La Casa Blanca analiza acciones militares contra objetivos militares venezolanos, en un contexto de creciente tensión regional y lucha contra el narcotráfico.
La administración estadounidense ha considerado recientemente la posibilidad de realizar campañas aéreas en Venezuela, buscando impactar infraestructuras vinculadas al tráfico de drogas bajo control de las fuerzas armadas venezolanas. Esta evaluación forma parte de una estrategia de presión renovada orientada a modificar la postura del gobierno de Nicolás Maduro, en medio de frecuentes acusaciones sobre la participación del país sudamericano en redes narcotraficantes que operan en la región caribeña.
El contexto internacional revela que Estados Unidos ha movilizado fuerzas militares en el Caribe, incluyendo la presencia de portaaviones y aviones de combate, en ejercicios orientados a preparar una respuesta ante posibles acciones en Venezuela. Tales movimientos militares buscan fortalecer la capacidad de disuasión y mostrar la disposición de Washington para intervenir en escenarios de crisis.

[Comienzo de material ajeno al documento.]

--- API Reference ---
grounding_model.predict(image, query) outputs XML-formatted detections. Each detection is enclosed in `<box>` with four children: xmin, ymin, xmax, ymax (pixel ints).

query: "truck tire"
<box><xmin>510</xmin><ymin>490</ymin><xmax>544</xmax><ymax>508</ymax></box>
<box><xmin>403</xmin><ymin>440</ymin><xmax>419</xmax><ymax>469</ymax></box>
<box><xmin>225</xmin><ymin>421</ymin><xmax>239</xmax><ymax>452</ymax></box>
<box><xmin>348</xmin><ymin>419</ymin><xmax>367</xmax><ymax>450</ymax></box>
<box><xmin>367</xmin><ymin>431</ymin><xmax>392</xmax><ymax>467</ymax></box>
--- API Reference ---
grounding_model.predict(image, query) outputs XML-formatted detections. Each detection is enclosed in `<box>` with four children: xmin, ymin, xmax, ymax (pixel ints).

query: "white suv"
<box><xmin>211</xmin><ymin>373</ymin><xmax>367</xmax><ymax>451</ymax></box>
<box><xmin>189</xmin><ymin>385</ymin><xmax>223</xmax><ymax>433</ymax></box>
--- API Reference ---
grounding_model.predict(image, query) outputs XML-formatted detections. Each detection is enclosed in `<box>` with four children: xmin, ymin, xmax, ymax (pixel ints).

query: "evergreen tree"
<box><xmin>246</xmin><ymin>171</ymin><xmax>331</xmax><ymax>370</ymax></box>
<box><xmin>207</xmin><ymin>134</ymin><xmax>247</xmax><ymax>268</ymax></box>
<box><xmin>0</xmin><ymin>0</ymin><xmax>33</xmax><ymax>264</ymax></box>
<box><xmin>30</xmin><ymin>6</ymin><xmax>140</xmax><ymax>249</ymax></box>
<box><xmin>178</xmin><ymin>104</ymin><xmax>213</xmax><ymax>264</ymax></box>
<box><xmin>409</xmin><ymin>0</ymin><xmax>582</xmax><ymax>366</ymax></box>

De fondo, la tensión es también política. La Casa Blanca ha emitido mensajes claros dirigidos a Maduro, elevando la presión para que deje el poder y promueva cambios políticos en Venezuela. La acusación de que Caracas respalda y alberga redes de narcotráfico que amenazan la seguridad regional y estadounidense refuerza esta postura, aunque el gobierno venezolano denuncia dichas afirmaciones como infundadas y políticas.
Expertos en defensa señalan que Venezuela cuenta con sofisticados sistemas antiaéreos, capaces de detectar y neutralizar amenazas aéreas, haciendo que cualquier operación militar requiera una planificación exhaustiva. La estrategia de Estados Unidos responde a la importancia geoestratégica del país, su potencial influencia en la región y su papel en el combate internacional contra el narcotráfico.